Les travaux 'de révision de tous les points infiltrants de la terrasse et traitement des fissures’ apparaissent en outre insuffisants au regard des recommandations faites par la société Nouvelle Victor Woliner, qui dans son rapport du 5 décembre 2018, a préconisé la réfection de l’étanchéité complète de la terrasse.
L’attestation de la SARL ZIE indiquant avoir effectué les travaux de traitement de fissures de la terrasse sud de M. X suite au rapport de l’entreprise de recherches de fuites Woliner ne démontre pas que les travaux d’étanchéité préconisés ont été réalisés.
Il apparaît donc que c’est à juste titre que le juge des référés a condamné la SCI BDDM à communiquer des devis des travaux engagés ainsi que l’attestation d’assurance responsabilité civile décennale de l’entreprise et à faire effectuer les travaux de réparation de la terrasse afin de mettre un terme aux infiltrations, et à justifier de l’achèvement des travaux par la production d’une facture ou d’une attestation de l’entreprise mandatée par ses soins, et ce sous astreinte de 150€ par jour, qui commencera à courir à l’expiration d’un délai de deux mois à compter de la signification de l’ordonnance et ce, pendant une durée de 4 mois.
En revanche l’obligation de faire procéder par l’intermédiaire d’une société spécialisée et assurée à la recherche de fuite sur la terrasse litigieuse n’était pas nécessaire en l’état des pièces communiquées au débat.

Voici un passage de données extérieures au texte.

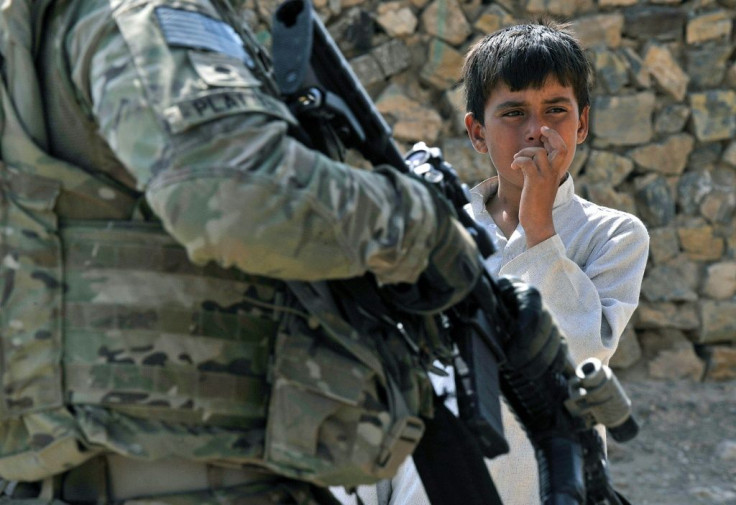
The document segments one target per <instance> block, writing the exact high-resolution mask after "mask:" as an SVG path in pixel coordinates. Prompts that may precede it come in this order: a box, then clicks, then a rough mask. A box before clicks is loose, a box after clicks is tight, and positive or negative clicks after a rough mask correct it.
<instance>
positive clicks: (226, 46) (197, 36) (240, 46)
mask: <svg viewBox="0 0 736 505" xmlns="http://www.w3.org/2000/svg"><path fill="white" fill-rule="evenodd" d="M156 17H157V18H158V22H159V24H160V26H161V31H162V32H163V34H164V38H165V39H166V42H168V43H169V45H171V46H178V47H188V48H192V49H205V50H208V51H214V52H216V53H222V54H226V55H228V56H232V57H233V58H237V59H239V60H241V61H243V62H245V64H246V65H248V66H249V67H250V68H254V66H255V65H254V63H253V59H252V58H251V57H250V55H249V54H248V53H247V52H246V51H245V48H244V47H243V41H242V40H241V39H240V37H239V36H238V34H237V33H236V32H235V30H234V29H233V27H232V26H230V25H228V24H227V23H225V22H224V21H220V20H218V19H214V18H212V17H209V16H206V15H204V14H202V13H201V12H194V11H188V10H183V9H174V8H171V7H157V8H156Z"/></svg>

Il doit être fait application de l’article 700 du code de procédure civile au profit du syndicat des copropriétaires de la résidence Haute Rive.
PAR CES MOTIFS
Confirme l’ordonnance, à l’exception de sa disposition ayant condamné la SCI BDDM à faire procéder par l’intermédiaire d’une société spécialisée et assurée à la recherche de fuite sur la terrasse litigieuse dont elle a la jouissance,
Condamne la SCI BDDM aux dépens et fait application de l’article 699 du code de procédure civile au profit de Me Y Z-A de la SCP Badie-Z-A & Juston ;
Condamne la SCI BDDM à payer au syndicat des copropriétaires de la résidence Haute Rive la somme de 3 000 euros au titre des dispositions de l’article 700 du code de procédure civile.